Ozon fürchtete erst, er sei zu eng mit ihr bekannt, um daraus einen Film machen zu können. Stattdessen übernahm dann der Regie-Kollege Alain Cavalier, der eher der Vater-Generation angehörte. Aber dann ist Bernheim an Lungenkrebs erkrankt und 2017 auch daran gestorben. Cavalier hat das in seinem bewegenden Dokumentarfilm „Am Leben sein und darum wissen“ (2019) festgehalten.
Kino Hamburg: Film über Sterbehilfe mit prominenter Besetzung
Und dann hat Ozon doch noch den Spielfilm dazu gedreht. Der fokussiert sich aber nicht, wie das Buch, auf den Vater, der immer fremd war und erst im Sterben ganz nahe kommt. Ozons Film ist vor allem eine Hommage auf seine langjährige Mitarbeiterin, deren Figur zum Dreh- und Angelpunkt der Geschichte wird. Wie immer bei dem großen Schauspieler-Regisseur ist das stark und eindringlich gespielt.
Das ist nicht nur Sophie Marceau zu verdanken und Altstar Dussollier, dafür sorgen auch prominente Gastauftritte: Als depressive Mutter ist Ozons Dauermuse Charlotte Rampling zu sehen, die auch in dessen Bernheim-Filmen „Unterm Sand“ und „Swimming Pool“ die Hauptrolle spielte.

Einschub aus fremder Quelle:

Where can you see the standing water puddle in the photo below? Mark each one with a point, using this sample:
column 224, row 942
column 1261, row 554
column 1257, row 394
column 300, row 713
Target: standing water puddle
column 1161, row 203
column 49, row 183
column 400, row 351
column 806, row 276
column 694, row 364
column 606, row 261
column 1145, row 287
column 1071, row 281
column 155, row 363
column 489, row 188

Und da ist noch Hanna Schygulla, die einen ganz persönlichen Bezug zur Thematik hat. Zwei Jahrzehnte lang hat sie sich um die Pflege ihrer kranken Eltern gekümmert und war deshalb lang aus dem Scheinwerferlicht verschwunden. Nun spielt sie die Kontaktperson des Sterbehilfe-Vereins. Und sie ist es auch – da verraten wir hier sicher nicht zu viel –, die am Ende jenen erlösenden Satz ausspricht, der dem aufwühlenden Film seinen Titel gibt.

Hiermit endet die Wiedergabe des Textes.